St. Mary's Approves Budget, Property Tax Revenues To Increase 20% - Southern Maryland Headline News

St. Mary's Approves Budget, Property Tax Revenues To Increase 20%

By Guy Leonard, County Times

LEONARDTOWN, Md. (May 29, 2008)—The St. Mary’s County Board of County Commissioners passed a $337 million operating budget with no increase in the tax rates for fiscal 2009, but an increase in the real property assessments this year means that property owners will still be paying an estimated $14.5 million more in tax revenues, according to county budget figures.

The rise in revenues translates into a 20.5 percent increase in the property tax collected, from $70.9 million total in 2008 to a projected $85.4 million for fiscal 2009.

Commissioner Lawrence D. Jarboe (R-Golden Beach) said that while the commissioners had made some efforts at reducing the overall tax burden to citizens, the property tax increase did not bode well for homeowners or businesses.

“In the long run the property taxes still bother me,” Jarboe said. “We’re facing some big challenges.

“We’ll see things get steadily worse in the private sector.”

Jarboe was the sole opponent of the budget and cast a “no” vote at Tuesday’s meeting.

One measure in the budget that passed was the reduction of the energy tax rate proffered by Commissioner Daniel H. Raley (D-Great Mills). His proposal cut the energy tax rate in half, and thereby the projected revenue to be collected from $3 million to $1.5 million.

“It’s with great pleasure we’re putting $1.5 million back in the pockets of citizens,” Raley said.

Raley has said that instituting what is known as the constant yield property tax measure, which ensures that property tax rates go down if assessments go up to keep property owners paying the same amount of tax money would have hobbled county government in key projects and services like the expansion of the county jail and providing assistance with the new wellness center slated for construction at the Leonardtown campus of the College of Southern Maryland.

Raley estimated that the measure could have cost the county nearly $7 million in much needed revenue.

Implementing the constant yield rate on property taxes would likely mean having to raise tax rates next year Raley said.

“And that’s something I do not want,” Raley continued. “This budget reflects a true sense of fiscal conservatism.”

Commissioner Thomas A. Mattingly (D-Leonardtown) said that the constant yield could have eventually returned county government to deficit spending, much like it was back when he took office nearly a decade ago.

“The constant yield is what got us into a deficit,” Mattingly said. “I don’t want us to get back into a deficit situation.”

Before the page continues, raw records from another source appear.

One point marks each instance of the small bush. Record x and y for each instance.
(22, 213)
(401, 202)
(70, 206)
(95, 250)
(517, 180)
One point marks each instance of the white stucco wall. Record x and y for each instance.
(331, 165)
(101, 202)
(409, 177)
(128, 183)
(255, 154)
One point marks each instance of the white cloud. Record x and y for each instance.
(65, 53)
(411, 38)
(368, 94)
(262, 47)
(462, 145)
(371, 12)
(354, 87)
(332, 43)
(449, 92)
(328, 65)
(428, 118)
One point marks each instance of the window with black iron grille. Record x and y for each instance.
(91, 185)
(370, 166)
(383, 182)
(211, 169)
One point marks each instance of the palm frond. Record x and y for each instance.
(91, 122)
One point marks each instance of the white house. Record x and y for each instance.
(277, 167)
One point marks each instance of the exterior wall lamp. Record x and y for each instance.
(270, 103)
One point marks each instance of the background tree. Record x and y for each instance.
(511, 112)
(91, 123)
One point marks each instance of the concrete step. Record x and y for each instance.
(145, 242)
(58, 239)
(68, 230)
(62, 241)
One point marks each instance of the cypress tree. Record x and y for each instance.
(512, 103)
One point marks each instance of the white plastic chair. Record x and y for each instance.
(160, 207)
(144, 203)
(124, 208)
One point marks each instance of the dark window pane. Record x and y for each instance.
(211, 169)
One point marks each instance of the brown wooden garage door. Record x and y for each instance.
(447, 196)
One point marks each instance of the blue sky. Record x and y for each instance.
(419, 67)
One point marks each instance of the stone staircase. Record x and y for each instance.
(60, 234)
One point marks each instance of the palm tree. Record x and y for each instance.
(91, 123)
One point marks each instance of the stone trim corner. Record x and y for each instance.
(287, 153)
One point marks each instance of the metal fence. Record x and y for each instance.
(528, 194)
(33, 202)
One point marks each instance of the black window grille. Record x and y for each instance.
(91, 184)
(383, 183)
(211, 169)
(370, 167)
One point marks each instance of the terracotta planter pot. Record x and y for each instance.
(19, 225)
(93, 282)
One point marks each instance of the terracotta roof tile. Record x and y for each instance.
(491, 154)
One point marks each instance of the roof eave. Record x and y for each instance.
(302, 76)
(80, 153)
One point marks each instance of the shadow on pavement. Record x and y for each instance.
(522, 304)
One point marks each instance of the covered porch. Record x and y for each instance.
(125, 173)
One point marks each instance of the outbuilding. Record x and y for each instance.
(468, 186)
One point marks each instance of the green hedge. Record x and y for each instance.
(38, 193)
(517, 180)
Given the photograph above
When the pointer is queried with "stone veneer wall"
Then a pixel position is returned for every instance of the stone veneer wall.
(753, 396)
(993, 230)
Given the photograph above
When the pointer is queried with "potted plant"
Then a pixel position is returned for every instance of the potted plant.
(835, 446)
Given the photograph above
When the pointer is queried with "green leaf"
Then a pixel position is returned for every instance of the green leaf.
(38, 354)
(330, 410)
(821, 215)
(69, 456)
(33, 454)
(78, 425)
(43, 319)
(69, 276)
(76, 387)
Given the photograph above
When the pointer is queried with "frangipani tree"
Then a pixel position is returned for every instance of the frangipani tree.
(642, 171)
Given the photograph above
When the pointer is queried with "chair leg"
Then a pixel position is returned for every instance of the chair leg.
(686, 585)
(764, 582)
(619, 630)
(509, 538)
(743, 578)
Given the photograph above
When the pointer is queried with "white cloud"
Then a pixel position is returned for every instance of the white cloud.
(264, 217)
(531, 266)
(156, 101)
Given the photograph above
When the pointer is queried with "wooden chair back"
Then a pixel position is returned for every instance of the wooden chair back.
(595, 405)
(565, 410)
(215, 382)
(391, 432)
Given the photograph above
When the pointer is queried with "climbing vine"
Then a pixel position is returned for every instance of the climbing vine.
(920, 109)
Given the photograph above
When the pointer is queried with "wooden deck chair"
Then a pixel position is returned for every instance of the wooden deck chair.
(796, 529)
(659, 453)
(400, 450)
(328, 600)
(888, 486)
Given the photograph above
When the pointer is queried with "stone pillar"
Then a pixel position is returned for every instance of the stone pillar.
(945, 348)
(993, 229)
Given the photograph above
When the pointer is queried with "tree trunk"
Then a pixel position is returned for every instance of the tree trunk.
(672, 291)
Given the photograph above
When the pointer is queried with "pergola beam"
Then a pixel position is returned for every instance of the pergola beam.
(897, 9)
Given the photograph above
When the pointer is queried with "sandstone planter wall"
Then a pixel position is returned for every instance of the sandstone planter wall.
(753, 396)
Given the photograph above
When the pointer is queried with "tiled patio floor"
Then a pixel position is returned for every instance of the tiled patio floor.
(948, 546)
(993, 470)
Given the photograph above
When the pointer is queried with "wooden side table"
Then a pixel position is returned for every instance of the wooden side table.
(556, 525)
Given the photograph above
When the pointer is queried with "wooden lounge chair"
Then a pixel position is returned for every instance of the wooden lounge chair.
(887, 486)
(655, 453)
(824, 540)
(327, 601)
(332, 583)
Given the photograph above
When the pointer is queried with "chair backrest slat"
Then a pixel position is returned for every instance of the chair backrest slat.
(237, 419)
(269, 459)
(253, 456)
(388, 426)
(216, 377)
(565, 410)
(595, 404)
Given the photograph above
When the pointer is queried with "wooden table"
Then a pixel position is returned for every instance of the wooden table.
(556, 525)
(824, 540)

Commissioner President Francis Jack Russell (D-St. George’s Island) said that the commissioners had debated other ways to reduce taxes, including the property tax, but decided to keep the revenue unchanged because of future fiscal challenges.

“This was the best way to keep the county fiscally sound and stave off raising taxes another time,” Russell said.

The projected revenue from county income taxes fell by about $1.5 million in the budget, to $63.7 million. Revenue sources from other local taxes and highway user fees also feel by between 2 percent and 2.8 percent, according to the latest budget figures.

The Office of the Sheriff got a $3.37 million increase in the budget for a total of $30.4 million, with an increase in detention center staff by 10 correctional officers to be hired by the first of October.

The county also started up the new Office of Human Services at a cost of $5.4 million, but most of that money is scheduled to come through grants.

The county Board of Education also received a $4.1 million increase in its county allocated funds for a total of $80.1 million.

While some considered the budget a good one, others in county government thought it was anything but that.

State’s Attorney Richard D. Fritz, in a letter written to the county commissioners dated May 15, lambasted the lawmakers for not approving pay raises for eight of his prosecutors, whom he stated had received no pay increase in the past three years.

“There can be little question as to why in the last three years I have lost four attorneys,” Fritz wrote. “To consider a total request of $26,621.23 too great of an expense to shoulder for eight attorneys who have now not received a pay raise in three budgets, but yet who stand for the protection of our citizens 24 hours a day, seven days a week is an insult.”

Both Raley and Commissioner Kenneth R. Dement (R-Tall Timbers) said that overtures to Fritz’s office were necessary to work out the issue.

“It’s in motion now as we speak,” said Russell.